Cette fois, c’est fait. Alors que depuis le début de la révolution libyienne le régime de Khadafi s’est contenté de couper le réseau par intermittence, la Libye semble totalement coupée du net ce vendredi. En témoignent les graphiques issus du Transparency Report de Google, qui montrent que le nombre de visites enregistrées sur ses services s’est totalement effondré en provenance de la Libye. C’est particulièrement visible sur YouTube, où la diffusion de vidéos montrant les massacres a attiré un nombre croissant de Libyiens, avant qu’Internet soit coupé :

Il ne s’agit pas seulement d’un blocage des services de Google, puisque sur son blog, la société Renesys indique que son dernier traceroute réalisé avec succès vers la Libye s’est fait jeudi à 16H35. Depuis, c’est l’encéphalogramme plat :

Internet en Libye

Reste à voir le succès d’une telle opération, dont nous avions vu qu’elle pourrait avoir un impact sur les noms de domaine en .ly si elle durait très longtemps.

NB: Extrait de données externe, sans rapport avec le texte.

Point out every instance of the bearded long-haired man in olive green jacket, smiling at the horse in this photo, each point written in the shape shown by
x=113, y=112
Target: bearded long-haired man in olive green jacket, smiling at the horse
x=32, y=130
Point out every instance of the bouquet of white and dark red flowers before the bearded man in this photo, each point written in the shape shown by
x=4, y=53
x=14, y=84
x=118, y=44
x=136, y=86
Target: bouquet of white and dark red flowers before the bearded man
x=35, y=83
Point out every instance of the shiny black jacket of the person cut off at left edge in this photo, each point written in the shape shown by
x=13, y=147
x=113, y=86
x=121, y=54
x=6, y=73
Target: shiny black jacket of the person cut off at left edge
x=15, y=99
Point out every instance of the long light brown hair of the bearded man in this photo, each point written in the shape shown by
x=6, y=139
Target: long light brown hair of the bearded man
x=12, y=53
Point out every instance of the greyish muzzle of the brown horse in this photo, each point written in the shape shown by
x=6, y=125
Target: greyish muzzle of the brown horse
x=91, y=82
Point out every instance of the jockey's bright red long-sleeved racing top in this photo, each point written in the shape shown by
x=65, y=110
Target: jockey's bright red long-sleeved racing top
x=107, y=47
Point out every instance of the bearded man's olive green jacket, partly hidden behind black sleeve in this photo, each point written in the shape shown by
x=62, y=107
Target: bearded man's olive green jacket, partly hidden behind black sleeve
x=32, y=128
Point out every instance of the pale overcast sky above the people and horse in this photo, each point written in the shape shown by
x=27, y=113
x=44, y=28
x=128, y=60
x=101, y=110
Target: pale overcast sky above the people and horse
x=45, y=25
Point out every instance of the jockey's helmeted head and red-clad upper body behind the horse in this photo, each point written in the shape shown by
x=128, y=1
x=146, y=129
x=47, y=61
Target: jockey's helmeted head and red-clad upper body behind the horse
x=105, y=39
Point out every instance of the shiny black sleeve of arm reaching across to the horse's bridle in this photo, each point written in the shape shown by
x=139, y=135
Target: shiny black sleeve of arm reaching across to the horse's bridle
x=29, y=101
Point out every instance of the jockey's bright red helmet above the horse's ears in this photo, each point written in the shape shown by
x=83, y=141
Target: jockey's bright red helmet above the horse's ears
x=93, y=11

La censure partielle d’internet n’a pas aidé le clan Ben Ali en Tunisie. Et l’Histoire ne montre pas que la décision de Moubarack de couper totalement Internet en Egypte lui a été d’un grand secours pour la conservation du pouvoir. Lorsque les dictateurs doivent tomber, ils tombent avec ou sans Internet. Au mieux le réseau mondial incite les gouvernements internationaux à accentuer la pression sur les régimes oppresseurs – car ils sont eux-mêmes pressés par leur population d’internautes, témoin par écrans interposés de ce qui se passe à l’étranger. Au mieux internet est un catalyseur, un accélérateur. Mais couper Internet ne coupera pas la révolution.